At step 3 of figure 6a, the expected far-field signature of the source at the
location of
one or more of the receivers 18 on/in the streamer 17. is calculated, from the
measurements made by the near-field hydrophones 16 and from knowledge of the
position of the receiver(s) relative to the source array 14. One way in which
step 3 may
be carried out is described in more detail in figure 6b below.
At step 4 of figure 6a, the expected far-field source signature calculated for
the location
of one or more of the receivers 18 in step 3 is compared with the seismic data
acquired
at the receiver(s), in particular with the direct arrival at the receiver(s).
Since the path
24 of the direct arrival passes only through water, the expected waveform of
the direct
arrival is given by the convolution of the source signature with the known
function
describing propagation of signals from a point source through water.

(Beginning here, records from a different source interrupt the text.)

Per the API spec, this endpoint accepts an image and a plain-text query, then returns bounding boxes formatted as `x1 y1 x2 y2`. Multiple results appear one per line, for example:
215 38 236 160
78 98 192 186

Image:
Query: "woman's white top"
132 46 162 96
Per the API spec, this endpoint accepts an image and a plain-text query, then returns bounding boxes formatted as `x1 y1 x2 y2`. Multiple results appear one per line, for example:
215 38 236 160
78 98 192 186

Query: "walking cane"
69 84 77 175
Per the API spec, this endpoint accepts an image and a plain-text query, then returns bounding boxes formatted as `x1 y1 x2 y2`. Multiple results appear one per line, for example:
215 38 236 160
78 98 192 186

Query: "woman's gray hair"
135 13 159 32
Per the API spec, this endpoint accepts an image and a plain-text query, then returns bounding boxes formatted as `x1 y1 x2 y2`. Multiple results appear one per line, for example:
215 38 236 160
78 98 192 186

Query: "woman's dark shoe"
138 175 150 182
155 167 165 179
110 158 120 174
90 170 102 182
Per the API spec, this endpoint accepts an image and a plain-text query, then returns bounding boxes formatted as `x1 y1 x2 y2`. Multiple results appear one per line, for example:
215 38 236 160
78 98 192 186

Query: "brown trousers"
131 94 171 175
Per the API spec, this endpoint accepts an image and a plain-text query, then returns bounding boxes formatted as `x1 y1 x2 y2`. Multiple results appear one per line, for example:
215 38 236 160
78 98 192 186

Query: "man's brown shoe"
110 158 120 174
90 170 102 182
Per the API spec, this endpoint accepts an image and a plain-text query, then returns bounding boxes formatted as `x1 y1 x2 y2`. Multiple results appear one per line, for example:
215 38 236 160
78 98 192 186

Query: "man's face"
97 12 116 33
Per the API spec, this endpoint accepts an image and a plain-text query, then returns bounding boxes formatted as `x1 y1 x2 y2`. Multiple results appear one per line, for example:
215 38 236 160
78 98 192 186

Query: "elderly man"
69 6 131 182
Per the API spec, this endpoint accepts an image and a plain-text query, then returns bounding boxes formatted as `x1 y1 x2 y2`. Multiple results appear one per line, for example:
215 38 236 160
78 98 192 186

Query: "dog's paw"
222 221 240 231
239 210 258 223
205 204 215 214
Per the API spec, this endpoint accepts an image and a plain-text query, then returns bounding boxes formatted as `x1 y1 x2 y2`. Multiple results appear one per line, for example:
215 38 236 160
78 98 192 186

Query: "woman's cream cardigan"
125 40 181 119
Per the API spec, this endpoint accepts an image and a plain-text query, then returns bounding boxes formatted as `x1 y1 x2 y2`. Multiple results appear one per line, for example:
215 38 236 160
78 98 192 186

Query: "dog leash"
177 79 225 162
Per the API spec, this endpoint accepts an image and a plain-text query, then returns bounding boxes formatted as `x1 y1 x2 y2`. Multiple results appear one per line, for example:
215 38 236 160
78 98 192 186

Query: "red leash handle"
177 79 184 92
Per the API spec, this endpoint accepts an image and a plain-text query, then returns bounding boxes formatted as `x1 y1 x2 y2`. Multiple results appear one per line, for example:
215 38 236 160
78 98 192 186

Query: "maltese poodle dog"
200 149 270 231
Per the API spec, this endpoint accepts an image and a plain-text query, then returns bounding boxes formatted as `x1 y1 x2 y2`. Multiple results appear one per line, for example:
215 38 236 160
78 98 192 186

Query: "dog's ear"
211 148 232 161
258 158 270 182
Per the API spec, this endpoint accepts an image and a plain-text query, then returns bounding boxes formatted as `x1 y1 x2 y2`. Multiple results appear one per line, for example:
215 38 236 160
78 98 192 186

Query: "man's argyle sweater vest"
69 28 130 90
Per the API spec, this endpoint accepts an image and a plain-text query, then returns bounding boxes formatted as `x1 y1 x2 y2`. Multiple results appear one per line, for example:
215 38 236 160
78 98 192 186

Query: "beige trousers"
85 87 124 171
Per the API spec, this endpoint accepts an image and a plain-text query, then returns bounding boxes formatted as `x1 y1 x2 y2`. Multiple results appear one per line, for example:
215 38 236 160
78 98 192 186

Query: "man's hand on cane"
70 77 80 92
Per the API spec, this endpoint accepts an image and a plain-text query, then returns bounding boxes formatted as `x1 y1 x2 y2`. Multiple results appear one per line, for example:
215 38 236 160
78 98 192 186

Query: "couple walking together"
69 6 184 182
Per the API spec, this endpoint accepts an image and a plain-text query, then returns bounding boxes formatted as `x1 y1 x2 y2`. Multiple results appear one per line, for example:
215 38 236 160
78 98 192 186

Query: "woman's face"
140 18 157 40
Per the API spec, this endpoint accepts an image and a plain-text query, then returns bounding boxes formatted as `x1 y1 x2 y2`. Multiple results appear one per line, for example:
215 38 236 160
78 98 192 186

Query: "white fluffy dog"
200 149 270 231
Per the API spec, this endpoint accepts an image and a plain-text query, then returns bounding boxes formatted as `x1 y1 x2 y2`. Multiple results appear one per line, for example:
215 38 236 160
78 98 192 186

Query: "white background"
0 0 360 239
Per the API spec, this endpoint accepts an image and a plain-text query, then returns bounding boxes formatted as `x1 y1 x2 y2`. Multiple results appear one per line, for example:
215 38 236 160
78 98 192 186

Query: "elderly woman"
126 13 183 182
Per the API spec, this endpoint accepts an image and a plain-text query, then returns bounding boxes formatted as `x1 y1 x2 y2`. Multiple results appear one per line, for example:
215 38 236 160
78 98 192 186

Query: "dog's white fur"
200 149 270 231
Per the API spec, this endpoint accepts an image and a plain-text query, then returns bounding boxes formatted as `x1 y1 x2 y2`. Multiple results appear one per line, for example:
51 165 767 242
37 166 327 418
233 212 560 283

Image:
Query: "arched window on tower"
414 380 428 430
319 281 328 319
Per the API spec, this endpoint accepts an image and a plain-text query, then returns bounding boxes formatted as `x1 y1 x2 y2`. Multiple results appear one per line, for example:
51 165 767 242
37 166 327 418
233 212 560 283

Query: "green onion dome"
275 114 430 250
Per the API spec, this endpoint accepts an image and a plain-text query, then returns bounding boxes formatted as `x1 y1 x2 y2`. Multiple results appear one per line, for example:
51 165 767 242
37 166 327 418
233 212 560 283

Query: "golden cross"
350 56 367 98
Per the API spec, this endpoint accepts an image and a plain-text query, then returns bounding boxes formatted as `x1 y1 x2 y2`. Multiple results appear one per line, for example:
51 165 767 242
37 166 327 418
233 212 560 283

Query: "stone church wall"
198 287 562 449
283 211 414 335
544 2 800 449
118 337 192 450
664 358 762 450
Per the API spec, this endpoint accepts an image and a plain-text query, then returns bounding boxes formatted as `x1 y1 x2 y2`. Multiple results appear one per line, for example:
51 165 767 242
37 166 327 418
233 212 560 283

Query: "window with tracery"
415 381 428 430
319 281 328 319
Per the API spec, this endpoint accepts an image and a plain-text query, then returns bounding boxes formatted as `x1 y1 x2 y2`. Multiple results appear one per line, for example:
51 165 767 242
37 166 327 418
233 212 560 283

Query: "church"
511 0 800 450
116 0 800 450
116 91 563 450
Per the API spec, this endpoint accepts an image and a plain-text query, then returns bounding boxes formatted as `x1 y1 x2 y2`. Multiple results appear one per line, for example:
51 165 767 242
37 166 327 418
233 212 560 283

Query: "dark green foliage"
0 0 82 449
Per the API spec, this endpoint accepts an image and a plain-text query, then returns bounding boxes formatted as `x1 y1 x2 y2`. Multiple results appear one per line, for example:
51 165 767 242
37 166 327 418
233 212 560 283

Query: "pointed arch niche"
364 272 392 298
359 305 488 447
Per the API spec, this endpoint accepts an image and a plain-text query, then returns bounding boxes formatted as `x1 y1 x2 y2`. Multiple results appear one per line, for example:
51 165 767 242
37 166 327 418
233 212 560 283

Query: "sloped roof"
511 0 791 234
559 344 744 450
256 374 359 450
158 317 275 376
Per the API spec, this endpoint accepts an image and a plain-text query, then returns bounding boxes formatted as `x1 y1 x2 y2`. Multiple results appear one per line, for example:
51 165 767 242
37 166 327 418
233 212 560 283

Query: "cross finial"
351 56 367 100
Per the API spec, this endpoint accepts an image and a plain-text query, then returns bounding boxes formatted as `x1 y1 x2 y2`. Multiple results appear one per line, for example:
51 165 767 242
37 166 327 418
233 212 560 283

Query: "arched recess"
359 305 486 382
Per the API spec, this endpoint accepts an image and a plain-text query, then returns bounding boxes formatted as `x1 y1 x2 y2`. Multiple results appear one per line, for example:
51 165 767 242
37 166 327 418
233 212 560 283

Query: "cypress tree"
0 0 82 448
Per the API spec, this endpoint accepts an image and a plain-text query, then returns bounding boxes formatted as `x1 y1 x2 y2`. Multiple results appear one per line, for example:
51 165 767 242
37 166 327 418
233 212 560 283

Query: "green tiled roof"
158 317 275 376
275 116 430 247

If the expected far-field source signature calculated for the location of one
or more of
the receivers 18 in step 3 differs significantly from the actual far-field
signature obtained
from the direct arrival at the receivers, this indicates inconsistencies
between the two
measurements, due for instance to poor operation of the source array 14, to
poor
operation of the receiver array, or to inconsistent navigation data between
the source
and receiver measurements (so that the calculated relative positions of the
source
array and the receivers do not correspond to the true relative positions of
the source
array and the receivers). Conversely, if the actual far-field source signature
agrees
with the expected far-field signature, this indicates that the source and
receiver arrays
are operating correctly and that the navigation data are reliable.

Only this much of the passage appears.